Amid industry concerns about a film and TV production slowdown in B.C., the provincial government has released production-spending figures for 2012 that suggest a 2.3-per-cent increase over the previous year.
Producers spent $1.2-billion in 2012, which was up $27-million from 2011. That came from 294 productions in 2012, up 13 from 2011.
Foreign production spending was down nine per cent. But spending for domestic productions, projects for which B.C. producers raised the money, were up 55 per cent over 2011 to $324-million.
Foreign feature film production was down 24 per cent. TV series production was up 22 per cent.

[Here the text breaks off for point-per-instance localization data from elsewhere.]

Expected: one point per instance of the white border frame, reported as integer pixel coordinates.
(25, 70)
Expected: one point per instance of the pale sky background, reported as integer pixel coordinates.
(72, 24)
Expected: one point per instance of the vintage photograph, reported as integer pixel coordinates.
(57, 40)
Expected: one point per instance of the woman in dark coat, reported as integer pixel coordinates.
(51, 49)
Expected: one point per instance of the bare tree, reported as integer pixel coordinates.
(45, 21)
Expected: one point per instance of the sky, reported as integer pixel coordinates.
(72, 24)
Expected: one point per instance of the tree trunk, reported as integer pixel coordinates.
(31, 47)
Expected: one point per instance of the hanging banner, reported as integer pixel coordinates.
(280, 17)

Cultural Development Minister Bill Bennett, whose government has been wary of B.C. industry calls to match tax breaks in jurisdictions such as Ontario, said he did not see the mild increase as vindication for caution on the matter.

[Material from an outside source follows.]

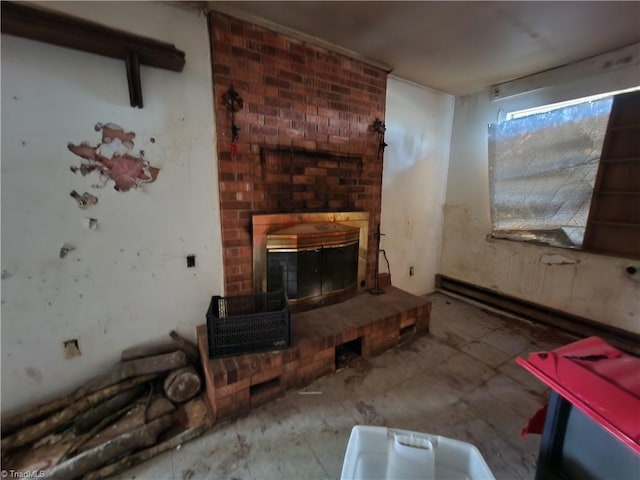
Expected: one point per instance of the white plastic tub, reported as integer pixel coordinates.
(391, 454)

“I think we are in a period of time here where we need to be vigilant in terms of where the industry is going,” Mr. Bennett said in a conference call with reporters.
Premier Christy Clark has said taxpayers have been sufficiently generous, with tax breaks worth about $285-million per year. In the February budget speech, Finance Minister Mike de Jong acknowledged that the film industry might feel “overlooked” because of the absence of new tax breaks, but the province could not afford them.

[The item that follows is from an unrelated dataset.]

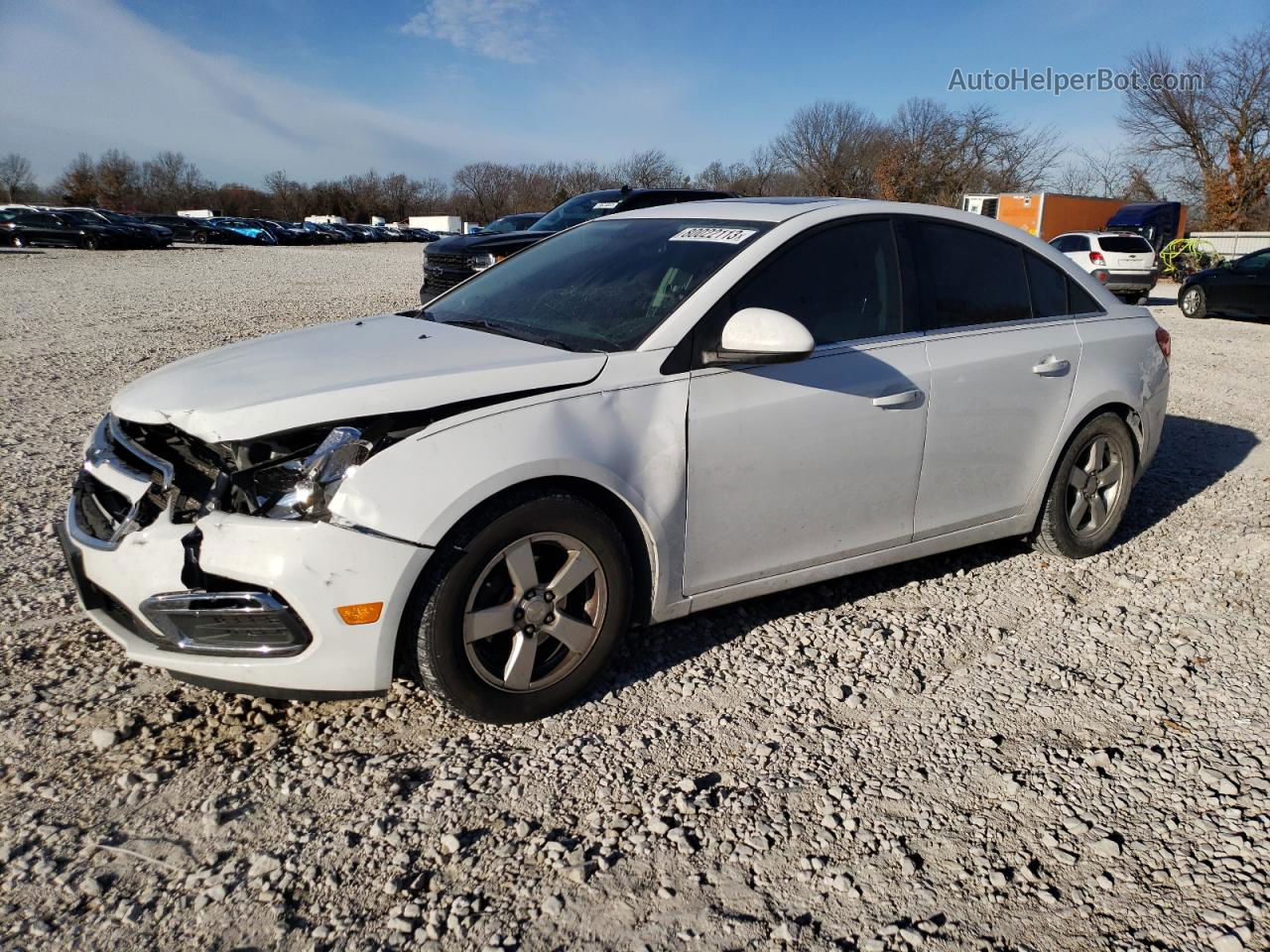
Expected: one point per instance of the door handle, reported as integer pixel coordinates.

Mr. Bennett said there was no apparent need for quick action. “I would say that there doesn’t appear to be an immediate crisis in terms of jacking up the tax credits today because the industry had such a terrible year in 2012. It didn’t have a terrible year in 2012.”
Mr. Bennett said he would not assume a continued increase in production spending, and that 2013 has already shown “some weakness.” However, he noted that B.C. was within $60-million of Ontario, which “is always held up as such a great success. I think that is also notable.”
Peter Leitch, chair of the Motion Picture Production Industry Association of B.C. and president of North Shore Studios, said 2012 began well, but tapered off.
Hollywood studios warned in November that B.C. tax credits were not competitive enough, he said in an interview. The situation led to the slowest-ever first quarter in 2013, he said. “When we look forward, we’re really concerned about what level of production we’re going to have in 2013 as a result of starting off so poorly.
Mr. Leitch acknowledged the uncertainty about provincial film policy given that an election is coming in May. “What we’re looking for at the end of the day is good policy,” he said. “We want to be in the ballpark. We want to be competitive.”